Rakyat memiliki kedaulatan yang dijamin dalam Pasal 1 ayat (2) Undang-Undang Dasar Negara Republik Indonesia (UUD NRI) Tahun 1945 untuk secara bebas menentukan pemimpinnya.

Oleh sebab itu, penyelenggaraan Pemilu yang bersih dan baik yakni sesuai dengan asas langsung, umum, bebas, rahasia, jujur, dan adil akan mampu meningkatkan kualitas kompetisi yang sehat dan partisipatif, sehingga menjamin keterwakilan yang kuat dan akuntabel.

Lalu seperti apa jaminan netralitas ini? Pasal 280-283 UU Pemilu misalnya secara tegas melarang beberapa hal yang dapat menganggu netralitas dan imparsialitas para aparatur penyelenggara negara.

Ketentuan ini bahkan dilengkapi dengan instrumen sanksi baik administratif maupun tindak pidana.

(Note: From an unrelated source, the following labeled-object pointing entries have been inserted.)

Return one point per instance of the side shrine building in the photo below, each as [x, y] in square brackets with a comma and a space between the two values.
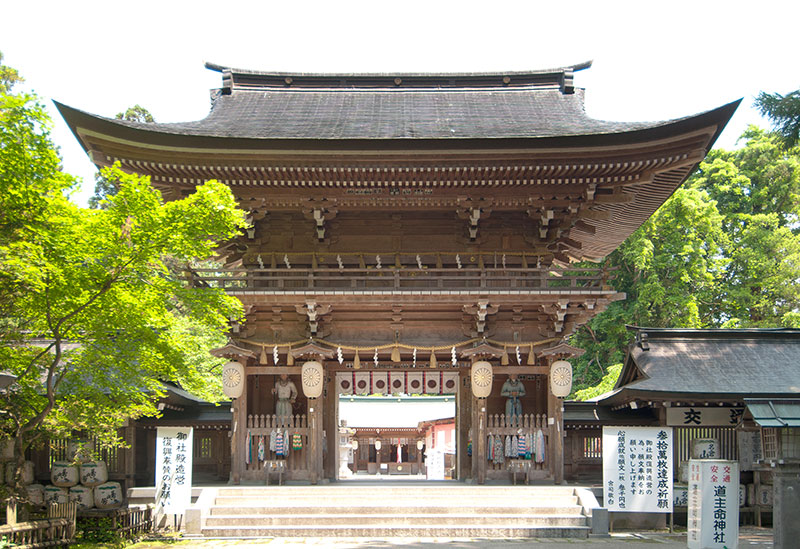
[410, 233]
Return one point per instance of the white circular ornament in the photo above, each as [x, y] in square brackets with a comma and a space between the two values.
[561, 378]
[481, 376]
[311, 375]
[233, 379]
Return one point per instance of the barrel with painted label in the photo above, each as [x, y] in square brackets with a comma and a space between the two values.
[108, 495]
[94, 473]
[65, 474]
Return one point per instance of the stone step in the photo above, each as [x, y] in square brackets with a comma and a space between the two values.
[378, 501]
[395, 520]
[383, 490]
[418, 509]
[429, 531]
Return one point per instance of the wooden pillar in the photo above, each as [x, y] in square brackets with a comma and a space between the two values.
[130, 455]
[239, 434]
[315, 451]
[479, 440]
[330, 424]
[463, 428]
[555, 413]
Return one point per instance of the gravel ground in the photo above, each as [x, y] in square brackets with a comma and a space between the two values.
[749, 538]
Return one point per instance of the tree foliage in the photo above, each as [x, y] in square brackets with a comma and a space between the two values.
[105, 186]
[94, 315]
[137, 113]
[723, 251]
[8, 76]
[784, 113]
[605, 385]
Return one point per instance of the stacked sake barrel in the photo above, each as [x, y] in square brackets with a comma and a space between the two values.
[84, 481]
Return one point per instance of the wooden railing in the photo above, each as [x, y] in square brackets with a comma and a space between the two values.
[55, 531]
[400, 279]
[260, 428]
[526, 424]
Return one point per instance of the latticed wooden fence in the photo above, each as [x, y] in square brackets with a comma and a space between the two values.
[529, 425]
[58, 529]
[261, 428]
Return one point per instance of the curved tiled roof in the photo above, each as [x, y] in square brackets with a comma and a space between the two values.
[711, 363]
[396, 114]
[258, 105]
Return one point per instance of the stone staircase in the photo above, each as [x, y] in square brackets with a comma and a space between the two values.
[398, 510]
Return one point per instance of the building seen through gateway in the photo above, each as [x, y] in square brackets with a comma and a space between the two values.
[417, 234]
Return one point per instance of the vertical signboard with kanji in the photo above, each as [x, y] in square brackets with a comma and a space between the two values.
[713, 519]
[637, 469]
[173, 469]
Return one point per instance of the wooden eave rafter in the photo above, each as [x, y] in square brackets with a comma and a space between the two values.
[233, 351]
[312, 350]
[370, 169]
[562, 349]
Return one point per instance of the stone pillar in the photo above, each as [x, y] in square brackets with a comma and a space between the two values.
[239, 434]
[786, 502]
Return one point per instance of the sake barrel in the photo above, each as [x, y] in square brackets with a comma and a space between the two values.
[83, 496]
[27, 472]
[7, 449]
[55, 494]
[64, 473]
[108, 495]
[705, 448]
[683, 472]
[94, 473]
[36, 494]
[79, 450]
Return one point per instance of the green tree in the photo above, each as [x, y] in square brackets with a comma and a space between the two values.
[723, 251]
[605, 385]
[105, 187]
[137, 113]
[784, 113]
[668, 270]
[94, 318]
[8, 76]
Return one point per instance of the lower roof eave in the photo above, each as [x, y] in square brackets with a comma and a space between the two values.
[623, 397]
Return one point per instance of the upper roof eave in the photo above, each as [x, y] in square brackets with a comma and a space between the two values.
[355, 77]
[135, 133]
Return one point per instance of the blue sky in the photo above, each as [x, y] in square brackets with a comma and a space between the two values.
[652, 60]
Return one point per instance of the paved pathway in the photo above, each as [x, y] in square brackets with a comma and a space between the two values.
[749, 538]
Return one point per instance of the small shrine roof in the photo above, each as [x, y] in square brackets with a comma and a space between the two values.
[709, 364]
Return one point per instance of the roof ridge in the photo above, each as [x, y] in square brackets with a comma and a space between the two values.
[233, 78]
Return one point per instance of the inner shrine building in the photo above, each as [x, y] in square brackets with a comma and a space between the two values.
[409, 233]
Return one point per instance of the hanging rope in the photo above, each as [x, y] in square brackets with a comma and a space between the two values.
[396, 345]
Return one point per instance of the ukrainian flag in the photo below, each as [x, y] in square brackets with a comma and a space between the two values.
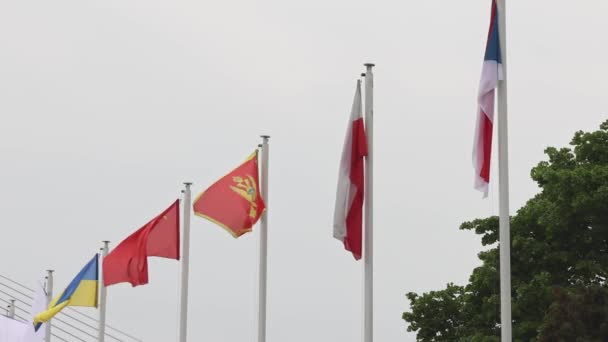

Pihak pengawas seperti Bawaslu (Pusat, Provinsi, dan Kabupaten/Kota) dan Panwaslu (tingkat Kecamatan, Desa, dan Luar Negeri) diberi kewenangan untuk mengawasi “netralitas” aparatur sipil negara maupun TNI/Polri.

Kata netralitas ini muncul berulang kali untuk mewujudkan asas dan prinsip penyelenggaraan Pemilu sebagaimana diatur dalam Pasal 2 dan 3 UU Pemilu.

Netralitas menjadi kata kunci dalam menjamin pelaksanaan penyelenggaraan kompetisi yang jujur (fairplay) dan adil.

Netralitas sendiri berarti kecenderungan untuk tidak memihak dalam suatu konflik atau kompetisi atau tidak bias.

Netral dalam penyelenggaraan pemerintahan dapat berarti kesamaan dalam perlakukan atau setara dan penuh dengan rasa hormat.

UU ASN juga mengatur bahwa Netralitas ASN adalah ketidakberpihakan kepada segala pengaruh dan kepentingan manapun.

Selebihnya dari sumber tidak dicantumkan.